遠隔授業が激減した脱コロナ後の授業への本音

履修登録者数3千人 人気の講義にみられた共通点

 今年度、ある大学では、1つの科目に対し、履修を希望する学生が3千人を超える事態が発生した。

 予想を超える履修希望者数をうけ、急遽履修ができる学生を無作為に抽選することになった。

 この科目は毎年人気を集めており、コロナ禍においてはオンデマンド方式で実施されてきた。今年度もほとんどの授業が対面方式になるなかで、数少ないオンデマンド授業を継続したことで、履修希望者が集中したのだと考えられる。

 その他にも履修する学生を抽選せざるを得なくなった科目が発生し、今年は特に履修登録に頭を悩ます学生が多かったようだ。

 そして興味深いことに履修者が多いということで抽選になった科目のほとんどが遠隔授業なのだ。

 この結果を踏まえても、学生たちが対面授業を待ち望んでいたとは言えないことがわかる。だからこそ、コロナ禍以前の授業形式に戻すことが正解だったのかは疑問が残るところではある。

 ディスカッションや発表会などが設けられている授業は、学生同士のコミュニケーションもとりやすいため対面授業のほうが適切であるが、動画を視聴する授業や教授の話を聞くだけの講義は、遠隔授業を継続しても良かったように思う。

刺激と効率のバランスが学生のやる気を引き出す「ハイブリット型授業」

 大学により授業方針は異なるが、講義の中には対面授業と遠隔授業を併用して講義を進めるハイブリット型の授業を行うものもある。

 この形態の授業にはいくつかメリットがある。

 対面授業の時は遠隔授業で行った内容の意見交換など議論式の授業ができるほか、授業によってはゲスト講師の話を聞く機会もあり、同じ空間にいるからこその刺激を受けられる。

 また、遠隔授業は通学時間や授業間移動などが省ける点や、オンラインだからこそ復習時間を確保しやすく、授業が終了した後に自分のやりたいことに効率よくうちこめるといったメリットがある。

 双方のメリットを兼ね備えたハイブリット型授業では、遠隔授業で知識をインプットし対面でアウトプットするという効率的な授業サイクルができている。授業方式が毎回変わるからこそ学生の気分転換にもなり、やる気につながっている。

 誤解しないでほしいのだが、オンライン授業が楽だからよかったといっているのではない。対面授業と併用することで、講義を受ける場所と時間に囚われないという時代に沿った「スタディーライフバランス」が取れていたことに意義を感じているのだ。

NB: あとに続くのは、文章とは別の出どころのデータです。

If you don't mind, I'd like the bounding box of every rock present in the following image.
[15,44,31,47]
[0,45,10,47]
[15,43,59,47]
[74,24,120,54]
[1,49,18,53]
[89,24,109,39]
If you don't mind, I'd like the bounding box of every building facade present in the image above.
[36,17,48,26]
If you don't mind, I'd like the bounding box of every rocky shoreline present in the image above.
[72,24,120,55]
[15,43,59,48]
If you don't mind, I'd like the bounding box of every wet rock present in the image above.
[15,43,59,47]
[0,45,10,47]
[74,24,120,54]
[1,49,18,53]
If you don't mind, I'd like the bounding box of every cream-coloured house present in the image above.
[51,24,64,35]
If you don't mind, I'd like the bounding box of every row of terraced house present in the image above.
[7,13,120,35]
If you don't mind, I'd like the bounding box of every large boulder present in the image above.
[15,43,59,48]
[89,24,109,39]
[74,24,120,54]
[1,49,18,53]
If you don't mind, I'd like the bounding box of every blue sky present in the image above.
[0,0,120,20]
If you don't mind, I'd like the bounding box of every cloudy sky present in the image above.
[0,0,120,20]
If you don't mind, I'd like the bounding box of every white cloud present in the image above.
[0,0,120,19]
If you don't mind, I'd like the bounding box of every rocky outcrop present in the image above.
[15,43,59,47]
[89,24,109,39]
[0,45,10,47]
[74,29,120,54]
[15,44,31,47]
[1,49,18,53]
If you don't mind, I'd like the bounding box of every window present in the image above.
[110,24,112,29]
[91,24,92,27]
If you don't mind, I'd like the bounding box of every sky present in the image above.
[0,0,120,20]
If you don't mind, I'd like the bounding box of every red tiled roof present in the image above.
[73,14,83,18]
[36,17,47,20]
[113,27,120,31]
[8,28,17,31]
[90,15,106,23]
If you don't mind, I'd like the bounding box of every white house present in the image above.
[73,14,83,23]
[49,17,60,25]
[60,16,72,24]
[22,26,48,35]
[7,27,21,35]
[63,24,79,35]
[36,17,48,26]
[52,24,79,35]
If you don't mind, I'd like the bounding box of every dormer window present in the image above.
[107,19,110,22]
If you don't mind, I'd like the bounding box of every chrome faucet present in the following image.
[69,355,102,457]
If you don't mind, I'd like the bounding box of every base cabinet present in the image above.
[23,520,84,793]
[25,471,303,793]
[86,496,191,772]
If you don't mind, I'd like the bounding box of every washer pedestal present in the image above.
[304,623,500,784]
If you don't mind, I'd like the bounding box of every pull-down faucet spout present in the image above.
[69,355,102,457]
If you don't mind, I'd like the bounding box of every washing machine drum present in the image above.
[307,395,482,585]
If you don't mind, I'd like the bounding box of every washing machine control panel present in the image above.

 対面授業だけに偏ってしまっていたときよりも、効率よく学習ができたため、これからも大学はオンライン授業も積極的に活用するべきだと考えている。もちろんオンデマンドやオンライン授業では、授業録画の撮影や配信資料の準備など教授の負担が大きくなってしまうという問題もある。

 だが、せっかくハイブリット型授業が実施できる体制が整ってきたところで、コロナ禍以前よりの授業方式に戻してしまうのは、対面が当たり前という考えが抜けていないように感じてしまう。

 どこでも授業が受けられるようになったからこそ“リアル空間”の授業が貴重になり、対面の時間をどのように活用するべきか考える時代になっているように感じる。コロナ過で学ぶ環境が大きく変化したが、時代に合わせて授業形態も多様にしていってほしいと願っている。